I cannot speak for the culture in which the genre is from, but Japanese Anime is widely considered a geek culture staple in America. Most are all about quick cuts and nonsensical editing. Then there is Hiyao Miyazaki, the all-time master of animation. His 1997 masterpiece “Princess Mononoke” was the first time I saw an anime movie to actually take as seriously as adult cinema. On the journey to find a cure for a curse, Ashitaka finds himself in the middle of a battle between the forest gods and a mining colony. Yes, this is complete fantasy.
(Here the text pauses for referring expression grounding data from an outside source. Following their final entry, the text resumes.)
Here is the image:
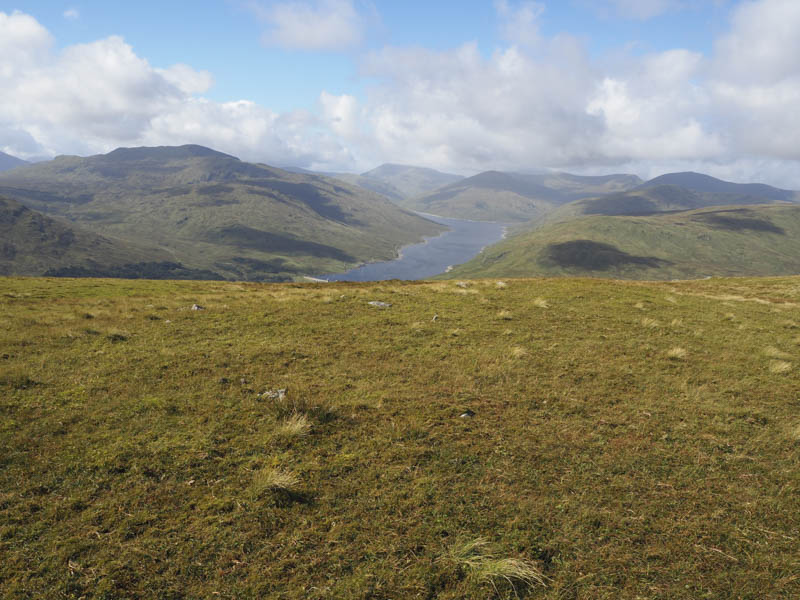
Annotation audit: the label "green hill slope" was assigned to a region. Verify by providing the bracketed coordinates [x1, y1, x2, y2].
[446, 204, 800, 280]
[0, 145, 444, 281]
[0, 195, 208, 278]
[408, 171, 641, 222]
[2, 275, 798, 598]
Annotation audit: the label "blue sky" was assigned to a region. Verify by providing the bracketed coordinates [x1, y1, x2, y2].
[17, 1, 730, 111]
[3, 1, 800, 187]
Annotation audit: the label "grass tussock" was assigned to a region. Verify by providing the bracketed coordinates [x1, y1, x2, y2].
[275, 413, 311, 439]
[497, 310, 513, 320]
[666, 347, 688, 360]
[533, 297, 550, 309]
[670, 318, 683, 327]
[769, 360, 792, 374]
[250, 467, 301, 499]
[764, 346, 792, 360]
[641, 317, 660, 328]
[439, 537, 546, 591]
[511, 346, 528, 358]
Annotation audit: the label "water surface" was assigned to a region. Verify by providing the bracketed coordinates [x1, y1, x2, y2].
[326, 214, 507, 282]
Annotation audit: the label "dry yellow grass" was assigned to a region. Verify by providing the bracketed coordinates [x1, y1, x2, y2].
[666, 347, 688, 360]
[439, 538, 546, 591]
[764, 346, 792, 360]
[533, 297, 550, 309]
[511, 346, 528, 358]
[275, 413, 311, 439]
[641, 317, 660, 328]
[250, 467, 300, 499]
[497, 310, 513, 320]
[769, 360, 792, 374]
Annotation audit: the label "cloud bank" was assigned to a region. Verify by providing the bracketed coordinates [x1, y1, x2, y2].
[2, 1, 800, 187]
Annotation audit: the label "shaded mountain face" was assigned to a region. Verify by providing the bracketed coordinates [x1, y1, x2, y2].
[0, 151, 28, 173]
[444, 204, 800, 281]
[0, 145, 444, 281]
[407, 170, 642, 222]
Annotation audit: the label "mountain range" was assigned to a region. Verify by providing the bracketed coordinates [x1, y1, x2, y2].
[0, 145, 443, 280]
[3, 143, 800, 281]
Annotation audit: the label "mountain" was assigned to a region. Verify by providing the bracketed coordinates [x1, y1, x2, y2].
[535, 173, 800, 226]
[0, 195, 205, 278]
[358, 163, 464, 199]
[639, 171, 798, 200]
[328, 173, 407, 202]
[408, 171, 642, 222]
[0, 145, 444, 281]
[444, 204, 800, 280]
[0, 151, 28, 172]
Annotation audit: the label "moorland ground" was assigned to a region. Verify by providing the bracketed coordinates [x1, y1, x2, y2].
[1, 275, 799, 598]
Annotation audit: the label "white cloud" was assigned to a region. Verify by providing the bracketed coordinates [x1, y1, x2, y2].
[3, 3, 800, 185]
[63, 8, 80, 20]
[494, 0, 545, 46]
[0, 12, 344, 167]
[254, 0, 364, 51]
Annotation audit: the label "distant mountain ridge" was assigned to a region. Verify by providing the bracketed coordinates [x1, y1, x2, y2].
[0, 145, 444, 280]
[0, 151, 28, 173]
[536, 172, 800, 226]
[406, 170, 643, 222]
[640, 172, 797, 201]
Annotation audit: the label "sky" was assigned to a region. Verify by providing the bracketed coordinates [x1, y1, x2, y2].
[2, 0, 800, 187]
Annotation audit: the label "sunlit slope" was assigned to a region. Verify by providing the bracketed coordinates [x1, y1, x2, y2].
[1, 275, 798, 598]
[0, 145, 444, 280]
[446, 204, 800, 280]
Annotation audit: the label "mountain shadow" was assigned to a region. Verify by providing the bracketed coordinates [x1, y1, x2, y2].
[209, 225, 355, 261]
[542, 240, 670, 270]
[690, 209, 785, 234]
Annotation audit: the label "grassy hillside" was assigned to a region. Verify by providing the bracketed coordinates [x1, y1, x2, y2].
[446, 204, 800, 280]
[0, 146, 444, 281]
[0, 151, 28, 172]
[408, 171, 641, 222]
[0, 195, 202, 278]
[1, 275, 799, 598]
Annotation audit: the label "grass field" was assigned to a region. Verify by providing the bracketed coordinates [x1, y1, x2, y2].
[1, 275, 799, 598]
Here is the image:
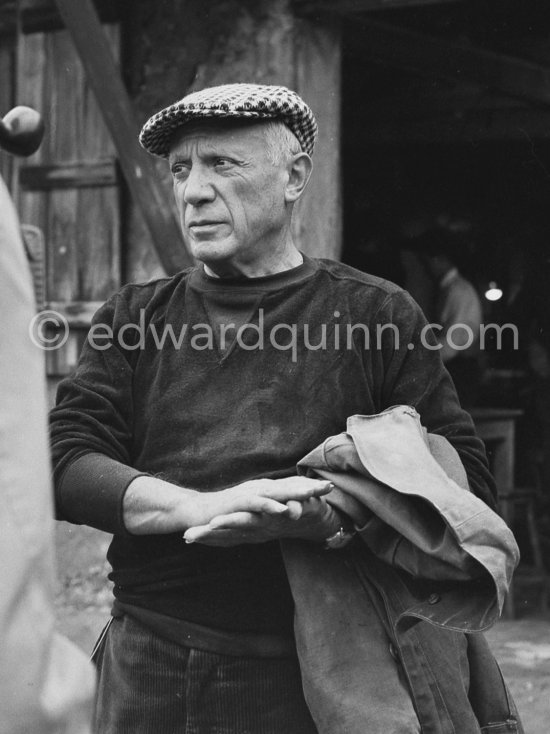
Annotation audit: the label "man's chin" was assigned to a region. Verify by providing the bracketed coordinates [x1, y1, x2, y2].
[190, 241, 240, 273]
[192, 249, 226, 266]
[191, 238, 233, 260]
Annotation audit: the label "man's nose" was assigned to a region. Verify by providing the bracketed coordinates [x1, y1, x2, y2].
[183, 165, 215, 206]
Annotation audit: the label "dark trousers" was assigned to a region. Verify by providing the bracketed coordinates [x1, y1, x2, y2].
[93, 613, 318, 734]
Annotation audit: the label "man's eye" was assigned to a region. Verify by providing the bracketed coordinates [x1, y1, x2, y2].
[171, 164, 190, 178]
[214, 158, 232, 169]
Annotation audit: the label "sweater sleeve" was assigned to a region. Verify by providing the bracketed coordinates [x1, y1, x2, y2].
[50, 293, 147, 533]
[372, 289, 496, 509]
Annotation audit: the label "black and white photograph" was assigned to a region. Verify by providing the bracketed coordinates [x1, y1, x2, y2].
[1, 1, 549, 732]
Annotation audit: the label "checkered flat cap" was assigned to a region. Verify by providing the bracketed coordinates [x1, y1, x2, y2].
[139, 83, 318, 158]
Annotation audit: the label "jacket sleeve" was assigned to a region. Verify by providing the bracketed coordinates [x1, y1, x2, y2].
[49, 293, 146, 534]
[371, 289, 496, 508]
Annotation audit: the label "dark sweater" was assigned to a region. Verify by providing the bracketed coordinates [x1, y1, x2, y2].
[50, 256, 495, 635]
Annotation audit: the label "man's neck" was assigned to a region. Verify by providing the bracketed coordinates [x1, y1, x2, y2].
[203, 249, 304, 279]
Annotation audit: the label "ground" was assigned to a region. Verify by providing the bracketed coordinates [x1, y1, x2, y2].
[486, 619, 550, 734]
[55, 523, 550, 733]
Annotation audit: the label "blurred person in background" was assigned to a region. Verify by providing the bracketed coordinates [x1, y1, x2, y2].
[414, 226, 483, 408]
[0, 105, 95, 734]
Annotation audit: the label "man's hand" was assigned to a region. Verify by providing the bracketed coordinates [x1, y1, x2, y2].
[183, 495, 341, 546]
[123, 474, 334, 535]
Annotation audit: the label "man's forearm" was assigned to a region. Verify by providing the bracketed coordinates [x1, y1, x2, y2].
[54, 452, 201, 535]
[55, 453, 334, 537]
[125, 475, 335, 537]
[54, 452, 147, 534]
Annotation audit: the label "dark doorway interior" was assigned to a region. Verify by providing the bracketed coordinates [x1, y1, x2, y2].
[341, 3, 550, 486]
[341, 4, 550, 365]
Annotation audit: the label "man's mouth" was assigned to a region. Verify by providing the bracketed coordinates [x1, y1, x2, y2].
[188, 220, 223, 228]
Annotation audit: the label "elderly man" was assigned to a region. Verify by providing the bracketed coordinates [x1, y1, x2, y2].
[0, 106, 95, 734]
[50, 84, 521, 734]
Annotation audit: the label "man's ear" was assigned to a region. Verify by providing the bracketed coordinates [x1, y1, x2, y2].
[284, 152, 313, 203]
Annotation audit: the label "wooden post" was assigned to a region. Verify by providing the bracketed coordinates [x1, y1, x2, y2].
[52, 0, 192, 275]
[294, 20, 342, 260]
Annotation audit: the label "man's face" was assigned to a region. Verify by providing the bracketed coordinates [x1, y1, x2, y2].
[168, 121, 291, 277]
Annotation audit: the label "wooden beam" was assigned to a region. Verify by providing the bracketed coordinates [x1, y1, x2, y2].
[52, 0, 192, 275]
[19, 160, 117, 190]
[348, 19, 550, 108]
[19, 0, 121, 34]
[293, 0, 461, 16]
[0, 0, 121, 36]
[47, 300, 104, 327]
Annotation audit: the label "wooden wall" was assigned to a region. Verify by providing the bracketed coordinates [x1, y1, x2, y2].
[16, 23, 121, 376]
[3, 0, 342, 390]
But the visuals are outstanding and the underlying theme of protecting the environment is a great message for the youth.
4. “Aliens” (1986):


While many consider the original movie the best, director James Cameron took the franchise to a whole new level with one of the best sequels ever in “Aliens”. The close-contact horror space expedition Ridley Scott made with “Alien” was expanded to a whole new level in this amazing sci-fi action saga pitting marines against these sneaky little horde of black creatures with tongues that have teeth and acid for blood. The mind changing part was a character with one name, Ripley.  Sigourney Weaver’s portrayal of the titular character changed the minds of action fans that were convinced the ultimate badass has to be a man. Being one of the last survivors against the relentless Xenomorphs, she steps out of a cargo hanger and yells the classic line “GET AWAY FROM HER YOU BITCH!” While not the first female hero by any means, “Aliens” made sure you do not fuck with Ripley.
3. “The Tree of Life” (2011):

Tree of Life

When it comes to head cases in cinematic history, look no further than director Terrence Malik. A legendary recluse and nightmare on set, Malick has created some of the most beautiful imagery to hit the silver screen. The pinnacle for me was “The Tree of Life”, the last American movie to win the prestigious Palm D’Or grand prize at the biggest world movie festival in Cannes. This is not a movie for everyone. Picture an art exhibit as a movie. The 20 minute sequence showing the creation of the universe that includes dinosaurs in the middle of a tale about a 1950’s family that ends with a vision of an eventual heaven is, for lack of a better word, out there. What makes Malick’s masterpiece starring Brad Pitt such a mind changing journey is that it highlights the importance of cherishing every moment. The theme of humanities place in the history of time is the overlying thought, but it is the singular images of life that remind us to never take things for granted.
2. “25th Hour” (2002):

25th Hour

A big thing about Spike Lee’s hall of fame film career is his unrelenting series of racially charged movies centered around the African-American community. While he is not wrong by any stretch, some that he made throughout the years are phenomenal and others are angry “SCREW YOU WHITE PEOPLE!” nonsense with no purpose. What changed my mind with him was what I argue is his second best picture to this day (“Do the Right Thing” is his great one) in “25th Hour”, a movie ironically centered around mostly white people. The story of three lifelong friends, a teacher, Wall Street broker, and Heroine dealer, “25th Hour” is about the last night before Montgomery Brogan (Edward Norton) goes to jail for seven years having been caught dealing. All of this is set with the backdrop of 9/11. It does not just change ones mind about the racially charged director in Spike, it reminds one the importance of friendship as we grow apart in life.
1. “To Kill a Mockingbird” (1962):

Kill Mockingbird

It would be great if racism was eradicated. That is never going to happen. All we can do is try to understand and grow from it. Based on the famous Harper Lee novel, “To Kill a Mockingbird” is the best example of why you should change your mentality and do what is right. Gregory Peck won Oscar gold as Atticus Finch, a small town lawyer in a racially charged community known for berating the poor black community in the era of the Great Depression. When a black handyman named Tom Robinson is wrongly accused of raping a white woman, Finch elects to defend the uneducated man against a jury of white people who call finch a “N-word lover”. Atticus stands pat because he is moral. All of this is told through the lens of his young daughter. We will always have our differences. “To Kill a Mockingbird” makes you realize that each person deserves the right to breath free air.